Is XLIFF positioned correctly?

By Jaime Mateos March 7, 2011

XML Localization Interchange File Format (XLIFF) was first standardized by OASIS in 2002. Since its inception there have been debates in the localization community on how to position XLIFF to maximize the benefits of having a standard file format. This is not a trivial question insofar as the answer influences the goals laid out for the standard.

One option is to position XLIFF as a bridge between development groups and the localization function — internal or external. In a software localization workflow (Figure 1) the input files are normally supplied by development teams through some type of content management system (CMS), usually a version control system. These files can be in any kind of file format, but are generally localization-friendly formats such as .properties, .po or .dll.
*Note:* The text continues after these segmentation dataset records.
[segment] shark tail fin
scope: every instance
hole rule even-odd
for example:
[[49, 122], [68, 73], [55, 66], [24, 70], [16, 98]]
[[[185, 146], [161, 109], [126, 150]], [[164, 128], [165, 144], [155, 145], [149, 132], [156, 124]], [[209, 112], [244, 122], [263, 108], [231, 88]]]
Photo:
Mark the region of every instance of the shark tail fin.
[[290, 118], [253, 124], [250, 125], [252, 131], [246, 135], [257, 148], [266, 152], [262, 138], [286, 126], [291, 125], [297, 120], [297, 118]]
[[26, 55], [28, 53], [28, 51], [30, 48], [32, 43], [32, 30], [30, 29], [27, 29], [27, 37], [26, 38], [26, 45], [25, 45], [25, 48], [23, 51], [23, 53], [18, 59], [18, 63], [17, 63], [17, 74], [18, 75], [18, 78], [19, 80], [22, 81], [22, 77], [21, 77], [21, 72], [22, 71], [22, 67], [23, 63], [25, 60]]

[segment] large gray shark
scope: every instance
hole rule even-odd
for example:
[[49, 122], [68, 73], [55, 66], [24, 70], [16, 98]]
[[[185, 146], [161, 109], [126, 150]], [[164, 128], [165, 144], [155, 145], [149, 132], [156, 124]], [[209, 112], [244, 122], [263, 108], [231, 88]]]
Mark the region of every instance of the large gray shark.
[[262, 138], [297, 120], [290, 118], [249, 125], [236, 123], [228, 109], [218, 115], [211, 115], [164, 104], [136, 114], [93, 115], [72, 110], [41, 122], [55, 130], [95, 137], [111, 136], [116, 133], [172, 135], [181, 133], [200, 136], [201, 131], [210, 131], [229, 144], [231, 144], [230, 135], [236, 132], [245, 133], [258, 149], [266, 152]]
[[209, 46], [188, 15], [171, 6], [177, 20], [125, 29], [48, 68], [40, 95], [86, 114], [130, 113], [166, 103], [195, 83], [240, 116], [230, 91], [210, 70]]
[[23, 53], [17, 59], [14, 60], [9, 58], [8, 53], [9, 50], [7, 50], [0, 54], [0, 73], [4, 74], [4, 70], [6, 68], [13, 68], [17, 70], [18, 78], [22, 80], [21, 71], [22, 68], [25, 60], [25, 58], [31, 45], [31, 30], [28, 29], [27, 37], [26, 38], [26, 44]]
The initial step in the workflow involves extracting the localization-relevant information, such as translatable content and sizing information. This requires specialized parsers for each of the input file formats. All software localization tools come with a number of parsers for common file formats, and most support a plug-in architecture to incorporate custom-built parsers catering for proprietary formats. Once the localizable content has been parsed, the next steps in the localization workflow can happen. At a very high level this normally includes a pre-translation and a translation phase, plus a test/fix cycle where localization defects are detected and corrected. Finally, the translated versions of the input files are generated and added to the development group’s CMS. Target file generation, such as parsing, requires software components to handle each supported file format.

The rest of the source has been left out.